Community banks may fall within the lines the Consumer Financial Protection Bureau is expected to draw on overdraft protection programs this fall, but that doesn’t mean they’re pleased about it.

The bureau launched a public inquiry into overdraft protection programs early in 2012 and is anticipated to release new rules governing those programs in October. As part of its research into the subject, the CFPB late last year asked the three major core processors – Fiserv, Jack Henry and FIS – for large sets of anonymized data on their clients’ overdraft activities. That inquiry caused a kerfuffle more recently when Fiserv reportedly sent emails to some of its community bank clients indicating that it could raise fees to offset the cost of complying with the bureau’s request.

A little historical context is necessary, though. As Jon Skarin, senior vice president at the Massachusetts Bankers Association, pointed out, the CFPB is just the latest regulatory body to broach the subject of overdraft protection programs. Former FDIC chair Sheila Bair actually raised the issue well before the world fell off a cliff in 2008, and Skarin recalled that several of the association’s members actually participated in a pilot program that offered small-dollar loans to customers as an alternative to overdraft protection.

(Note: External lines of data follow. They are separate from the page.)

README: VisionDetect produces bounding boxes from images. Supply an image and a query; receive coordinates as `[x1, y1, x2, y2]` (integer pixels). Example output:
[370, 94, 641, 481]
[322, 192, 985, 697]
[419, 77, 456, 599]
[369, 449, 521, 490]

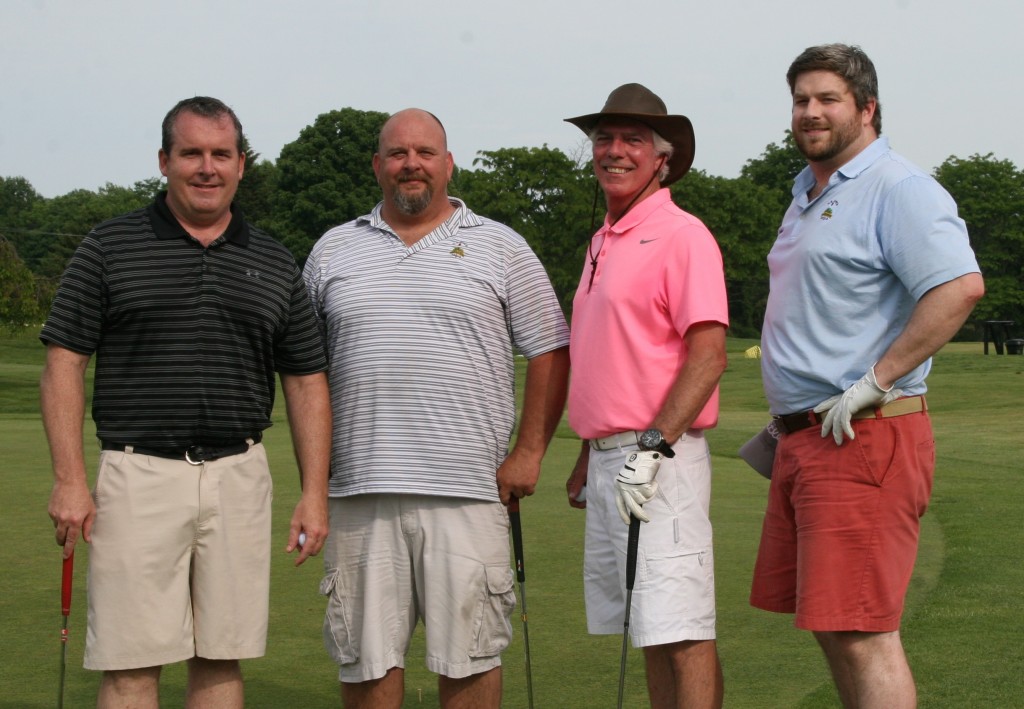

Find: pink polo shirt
[569, 189, 729, 439]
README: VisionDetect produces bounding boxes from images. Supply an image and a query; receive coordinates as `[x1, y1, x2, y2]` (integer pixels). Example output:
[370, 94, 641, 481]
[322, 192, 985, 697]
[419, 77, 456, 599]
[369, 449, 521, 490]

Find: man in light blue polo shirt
[751, 44, 984, 709]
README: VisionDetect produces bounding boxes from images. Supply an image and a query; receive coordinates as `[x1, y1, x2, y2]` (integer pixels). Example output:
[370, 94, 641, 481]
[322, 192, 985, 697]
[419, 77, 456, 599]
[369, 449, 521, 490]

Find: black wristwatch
[639, 428, 676, 458]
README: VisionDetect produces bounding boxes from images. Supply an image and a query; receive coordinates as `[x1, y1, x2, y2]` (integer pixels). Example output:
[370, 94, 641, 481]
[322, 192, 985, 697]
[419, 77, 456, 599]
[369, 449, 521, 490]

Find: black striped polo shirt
[40, 194, 327, 449]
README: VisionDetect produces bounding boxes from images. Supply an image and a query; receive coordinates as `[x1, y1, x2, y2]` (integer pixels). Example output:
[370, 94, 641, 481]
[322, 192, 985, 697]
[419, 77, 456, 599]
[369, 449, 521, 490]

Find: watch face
[640, 428, 665, 451]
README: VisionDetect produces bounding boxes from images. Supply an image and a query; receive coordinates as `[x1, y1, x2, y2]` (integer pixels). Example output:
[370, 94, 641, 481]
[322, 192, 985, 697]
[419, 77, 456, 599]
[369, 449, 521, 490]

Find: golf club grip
[626, 514, 640, 591]
[509, 497, 526, 583]
[60, 551, 75, 617]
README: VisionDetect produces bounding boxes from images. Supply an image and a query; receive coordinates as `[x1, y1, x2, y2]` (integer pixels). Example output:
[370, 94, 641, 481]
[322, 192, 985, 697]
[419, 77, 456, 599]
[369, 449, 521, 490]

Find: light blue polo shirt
[761, 137, 980, 414]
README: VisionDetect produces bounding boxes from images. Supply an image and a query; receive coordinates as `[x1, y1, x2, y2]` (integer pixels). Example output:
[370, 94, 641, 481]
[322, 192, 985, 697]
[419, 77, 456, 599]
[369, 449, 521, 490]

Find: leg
[643, 640, 724, 709]
[96, 667, 161, 709]
[341, 667, 406, 709]
[814, 631, 918, 709]
[437, 667, 502, 709]
[185, 658, 245, 709]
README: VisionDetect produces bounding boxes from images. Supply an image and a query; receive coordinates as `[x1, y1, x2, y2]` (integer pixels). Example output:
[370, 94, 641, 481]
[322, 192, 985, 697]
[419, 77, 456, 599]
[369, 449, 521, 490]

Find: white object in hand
[615, 451, 662, 525]
[814, 365, 903, 446]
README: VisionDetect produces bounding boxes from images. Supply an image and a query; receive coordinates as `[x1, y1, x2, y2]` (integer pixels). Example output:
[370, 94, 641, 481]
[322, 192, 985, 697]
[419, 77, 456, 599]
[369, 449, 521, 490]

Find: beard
[391, 181, 434, 216]
[794, 113, 860, 163]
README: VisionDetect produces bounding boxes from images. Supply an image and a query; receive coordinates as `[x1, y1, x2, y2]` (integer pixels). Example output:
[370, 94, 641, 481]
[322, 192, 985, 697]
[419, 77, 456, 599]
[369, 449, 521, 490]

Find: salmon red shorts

“Right now you have FDIC guidance that applies to FDIC-supervised banks, Fed rules that apply to all banks, and the OCC promulgated its own guidance but never finalized it a number of years ago,” he said. “This debate has been evolving for at least 10 years now.”

Kenneth Ehrlich, a partner at Nutter McClennan & Fish and co-chair of the firm’s banking and financial services practice, says it’s been on community bankers’ minds for a while now. Essentially, many bankers saw the writing on the wall and took measures to scale back their overdraft programs.
“I think if you surveyed the industry, you’d find that community banks derived a larger percentage of noninterest income from overdraft programs 10 years ago than they do today,” Ehrlich said. “Banks have seen this coming for almost 10 years. There’s been a barrage of regulations; you just hope that whatever’s coming down is fair and balanced.”

But Michael Rubin, an equity partner at Posternak Blankstein & Lund, offered a different assessment, likening overdraft programs to baggage fees that airlines began charging to help offset the cost of fuel and on which they’ve since come to rely. Likewise, fee income has become significant to banks’ bottom lines – and especially smaller banks’ bottom lines – as they’ve struggled with a prolonged low-interest rate environment.

The Bounced Rent Check Vs. The $40 Frappuccino
Meanwhile, bankers and industry observers are still waiting to see exactly what sort of parameters the bureau hands down.

While the CFPB cannot actually set the overdraft fee itself, Skarin said, regulators may look to circumscribe other program features.

Ehrlich identified what he called a few “hot button” issues where the bureau may decide to act. One easy target for critics is the order in which transactions are posted, as banks have caught flak in the past for processing transactions from the highest value to the lowest.

De minimis overdrafts – or that infamous $40 cup of coffee – might be another area on which the bureau acts, and daily fees on an overdrawn account could be yet another.
Meanwhile, bankers say that believe it or not, many of their customers prefer to have the overdraft protection. Nobody wants to pay $40 for a frappuccino, sure, but even worse than that is the bounced rent check or mortgage payment.

“I think most smaller banks have better clarity around their fees, so it’s always about making sure customers understand the service they’re getting,” said Hal Tovin, executive vice president and COO of Belmont Savings Bank. “There are people who want the service of being able to overdraft and they understand there’s a price for that. We want to be able to provide that.”

“The bottom line is, nobody’s complaining. We don’t have any complaints about this program,” said Glen S. White, the chairman and CEO of Mutual Bank in Whitman.

But the CFPB’s forthcoming regulations could give Mutual Bank – and likely others among its peer group – reason to reconsider its overdraft line of protection. If the bureau’s rules prove to be too disruptive to the bank’s current program, he said, Mutual Bank might need to reconsider whether it’s still profitable to solicit checking accounts in the way that it does.

So much still depends on exactly how the bureau decides it will circumscribe these programs, though, and other than standardizing overdraft rules across all the banking agencies, the CFPB has offered few clues as to how it may act.

Skarin commented, “Other than some of these public pronouncements on standardization, they haven’t tipped their hand too much as to what they’re looking to do on this, so we’ll have to wait and see.”